Immutable doesn't mean undeletable, said Gijsbert Janssen van Doorn, director of product management at Zerto. No single tool or feature, or even combination of them, provides full protection against ransomware attacks. Therefore, the best anti-ransomware tactic is to layer a variety of defenses and recovery features together to ensure that customers have options both for preventing the attack and for restoring data after a successful one, van Doorn said.

It's important to have as many layers as you can, and immutability is one of those layers.
Gijsbert Janssen van DoornDirector of product management, Zerto

"It's important to have as many layers as you can, and immutability is one of those layers," van Doorn said.

Zerto 9 also introduced support for more S3-compatible environments, including Cloudian, Amazon S3 Infrequent Access, S3 Glacier, Azure Blob Cool and Azure Archive, to provide more options for long-term retention. Customers set retention policies for their data sets in Zerto's interface, and the software automatically puts them in the most cost-effective tier.
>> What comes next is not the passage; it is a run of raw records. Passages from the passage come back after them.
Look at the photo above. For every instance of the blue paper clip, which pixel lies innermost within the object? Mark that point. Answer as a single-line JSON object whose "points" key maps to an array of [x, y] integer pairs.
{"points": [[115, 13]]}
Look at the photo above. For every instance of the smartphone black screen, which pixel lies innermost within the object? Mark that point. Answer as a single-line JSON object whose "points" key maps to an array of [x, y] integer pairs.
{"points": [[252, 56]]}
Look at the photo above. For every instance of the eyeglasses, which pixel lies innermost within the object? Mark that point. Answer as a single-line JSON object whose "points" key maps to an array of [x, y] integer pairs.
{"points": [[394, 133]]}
Additionally, Zerto's new rapid VM recovery feature can pull directly from long-term retention repositories if needed, though this will not be as fast as recovering from the local journal.

Zerto backup management was also simplified in this update. Zerto 9 can detect newly added VMs and assign backup policies to them via tags (such as VMware vSphere tags). Instead of manually configuring protection for each one, customers can apply the right tags while onboarding new workloads and Zerto will automatically protect them.

Screenshot of Zerto 9
Zerto 9 enabled immutability through Amazon S3's object lock APIs.
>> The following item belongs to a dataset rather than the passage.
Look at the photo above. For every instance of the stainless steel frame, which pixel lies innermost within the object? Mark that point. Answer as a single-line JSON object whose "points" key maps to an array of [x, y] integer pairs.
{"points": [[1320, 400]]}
Alongside this, Zerto introduced a new type of virtual protection group (VPG), which are sets of recovery-related configurations and processes to which VMs are assigned. The new VPG is specifically aimed at backup use cases, skipping processes such as failover and testing found in the disaster recovery-oriented VPGs. This allows customers to logically assign VMs to the right VPG based on how critical their recovery needs are.

Although it started as a disaster recovery (DR) vendor, the new support for colder tiers of cloud storage and features to support backup use cases show that Zerto is "encroaching into the traditional backup and recovery space," said Christophe Bertrand, senior analyst at Enterprise Strategy Group, a division of TechTarget. The line between DR and backup is becoming blurred, and ultimately, all customers need to consider for their workloads is how quickly they need them recovered, he added.

Zerto, like many of its competitors, is building itself out to be able to serve all customers on the entire continuum of recovery needs, Bertrand said. Customers value being able to use a single data protection vendor for DR, operational backup and long-term retention.

"Zerto is expanding its coverage in a very balanced fashion in all of the areas that the market cares about," Bertrand said.

It is unlikely HPE's recently announced intention to acquire Zerto had any impact on Zerto 9's release, Bertrand said. Both companies are mandated to operate as usual during the regulatory approval period, and some of Zerto 9's features were unveiled to industry analysts as early as ZertoCon 2021 in April. There is simply no way companies can time major releases with merger and acquisition events, Bertrand said.